While the potential budget cuts being debated in the U.S. House of Representatives have worried many Montana farmers, a Montana State University economics professor believes they may be beneficial to the economy as a whole.
Vince Smith, an MSU economist, has long been an opponent of farm subsidies and direct farm payments. Long a staple of the agricultural sector, direct farm payments have recently come under fire for being wasteful and unnecessary. Given the recent budget hysteria, farmers and policy makers have both agreed to do away with direct payment subsidies.
However, the recent House budget goes much further than the elimination of direct payments. The Ryan Budget submitted by Wisconsin Representative Paul Ryan, calls for $30 billion in farm subsidy cuts, $7 billion more than the budget agreed to by the House and Senate agriculture committees. In addition, the Ryan Budget proposes several major cuts to crop insurance programs, which are increasingly vital given the elimination of direct payments.
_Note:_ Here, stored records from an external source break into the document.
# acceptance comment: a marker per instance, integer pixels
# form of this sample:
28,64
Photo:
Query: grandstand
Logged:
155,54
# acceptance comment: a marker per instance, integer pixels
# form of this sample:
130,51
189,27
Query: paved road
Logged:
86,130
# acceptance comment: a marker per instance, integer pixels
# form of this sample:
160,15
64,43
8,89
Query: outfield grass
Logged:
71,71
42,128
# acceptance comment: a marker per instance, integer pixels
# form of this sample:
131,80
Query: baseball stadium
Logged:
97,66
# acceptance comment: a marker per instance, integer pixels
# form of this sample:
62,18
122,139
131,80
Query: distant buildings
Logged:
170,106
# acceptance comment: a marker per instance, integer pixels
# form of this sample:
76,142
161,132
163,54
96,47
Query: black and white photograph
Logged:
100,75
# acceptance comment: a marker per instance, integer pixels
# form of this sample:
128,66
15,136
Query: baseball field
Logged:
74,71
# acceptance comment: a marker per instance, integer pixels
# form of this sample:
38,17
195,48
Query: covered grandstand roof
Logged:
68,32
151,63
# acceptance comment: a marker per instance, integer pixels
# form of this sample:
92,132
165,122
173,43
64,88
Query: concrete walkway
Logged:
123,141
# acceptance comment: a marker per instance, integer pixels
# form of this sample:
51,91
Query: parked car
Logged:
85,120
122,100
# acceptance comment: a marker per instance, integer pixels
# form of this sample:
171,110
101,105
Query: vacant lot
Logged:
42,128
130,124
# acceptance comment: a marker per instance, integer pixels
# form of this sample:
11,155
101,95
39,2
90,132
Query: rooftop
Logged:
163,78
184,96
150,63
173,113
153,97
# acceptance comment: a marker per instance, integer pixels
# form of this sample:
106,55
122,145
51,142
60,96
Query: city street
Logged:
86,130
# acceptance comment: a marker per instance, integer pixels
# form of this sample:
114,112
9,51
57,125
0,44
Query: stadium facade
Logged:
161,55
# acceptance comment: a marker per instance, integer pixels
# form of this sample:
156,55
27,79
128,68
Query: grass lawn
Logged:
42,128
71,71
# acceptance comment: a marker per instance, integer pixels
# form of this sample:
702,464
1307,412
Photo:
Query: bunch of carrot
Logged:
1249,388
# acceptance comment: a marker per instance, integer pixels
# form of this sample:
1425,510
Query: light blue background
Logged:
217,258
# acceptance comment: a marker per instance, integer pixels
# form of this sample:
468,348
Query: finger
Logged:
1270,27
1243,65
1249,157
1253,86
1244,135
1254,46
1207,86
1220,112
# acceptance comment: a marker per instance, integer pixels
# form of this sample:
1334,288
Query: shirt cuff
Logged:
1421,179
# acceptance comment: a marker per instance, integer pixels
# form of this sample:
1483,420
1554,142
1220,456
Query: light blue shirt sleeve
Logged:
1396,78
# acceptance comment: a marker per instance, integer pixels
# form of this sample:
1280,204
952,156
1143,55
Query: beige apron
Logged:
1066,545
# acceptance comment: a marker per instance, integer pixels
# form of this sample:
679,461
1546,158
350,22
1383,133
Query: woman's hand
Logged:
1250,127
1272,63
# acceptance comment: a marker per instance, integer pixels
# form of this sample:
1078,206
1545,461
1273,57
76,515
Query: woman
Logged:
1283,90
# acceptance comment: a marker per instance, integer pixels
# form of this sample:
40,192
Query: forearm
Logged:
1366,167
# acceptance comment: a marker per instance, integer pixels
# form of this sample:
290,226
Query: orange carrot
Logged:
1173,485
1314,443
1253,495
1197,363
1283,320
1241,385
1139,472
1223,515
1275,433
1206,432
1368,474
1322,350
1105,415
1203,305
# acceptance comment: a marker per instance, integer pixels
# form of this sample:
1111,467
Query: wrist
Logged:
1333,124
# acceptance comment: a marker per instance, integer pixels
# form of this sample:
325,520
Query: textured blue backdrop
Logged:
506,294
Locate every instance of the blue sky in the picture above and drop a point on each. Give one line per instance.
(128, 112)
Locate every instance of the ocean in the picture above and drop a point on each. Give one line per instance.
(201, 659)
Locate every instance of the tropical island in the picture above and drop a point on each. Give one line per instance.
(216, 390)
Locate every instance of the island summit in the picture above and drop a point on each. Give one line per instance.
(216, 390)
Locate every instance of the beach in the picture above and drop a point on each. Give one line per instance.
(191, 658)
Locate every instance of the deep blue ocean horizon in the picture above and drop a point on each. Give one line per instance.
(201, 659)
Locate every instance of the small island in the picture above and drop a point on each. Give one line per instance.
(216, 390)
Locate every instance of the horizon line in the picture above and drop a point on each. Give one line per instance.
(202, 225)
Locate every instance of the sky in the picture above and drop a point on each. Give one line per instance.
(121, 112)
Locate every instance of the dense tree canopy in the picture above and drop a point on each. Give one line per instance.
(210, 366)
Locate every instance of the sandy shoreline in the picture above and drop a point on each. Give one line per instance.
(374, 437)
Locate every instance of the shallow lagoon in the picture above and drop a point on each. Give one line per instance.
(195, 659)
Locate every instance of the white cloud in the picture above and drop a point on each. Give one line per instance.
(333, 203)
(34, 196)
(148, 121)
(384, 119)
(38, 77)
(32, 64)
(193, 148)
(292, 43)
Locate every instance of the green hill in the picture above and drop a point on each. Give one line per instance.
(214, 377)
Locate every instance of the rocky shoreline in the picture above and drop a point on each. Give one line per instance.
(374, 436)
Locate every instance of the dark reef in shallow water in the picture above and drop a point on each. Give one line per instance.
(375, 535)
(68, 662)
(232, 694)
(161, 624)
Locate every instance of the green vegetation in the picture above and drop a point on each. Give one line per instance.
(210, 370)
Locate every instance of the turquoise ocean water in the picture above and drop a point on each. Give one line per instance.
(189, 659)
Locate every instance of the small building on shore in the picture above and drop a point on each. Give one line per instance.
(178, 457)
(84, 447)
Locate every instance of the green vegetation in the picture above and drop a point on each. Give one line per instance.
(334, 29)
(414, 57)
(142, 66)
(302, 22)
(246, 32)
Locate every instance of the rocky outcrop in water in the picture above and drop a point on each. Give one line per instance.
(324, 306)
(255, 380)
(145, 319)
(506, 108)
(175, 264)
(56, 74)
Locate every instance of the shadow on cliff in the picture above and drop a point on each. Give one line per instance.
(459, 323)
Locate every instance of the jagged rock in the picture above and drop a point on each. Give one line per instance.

According to Smith, however, cutting crop insurance will be beneficial to American taxpayers. Current crop insurance programs cost taxpayers between $7 and $8 billion annually, with the federal government covering two-thirds of premium costs. In addition, Smith says, the federal programs pay what Smith calls exorbitant administrative costs to private insurance companies.
While Smith would like to see significant reductions in federal crop insurance programs, it appears unlikely that the Ryan Budget will pass. Senate Majority Leader Harry Reid and Minority Leader Mitch McConnell appear to have reached an agreement not to put the controversial spending bill before the Senate until after the presidential election.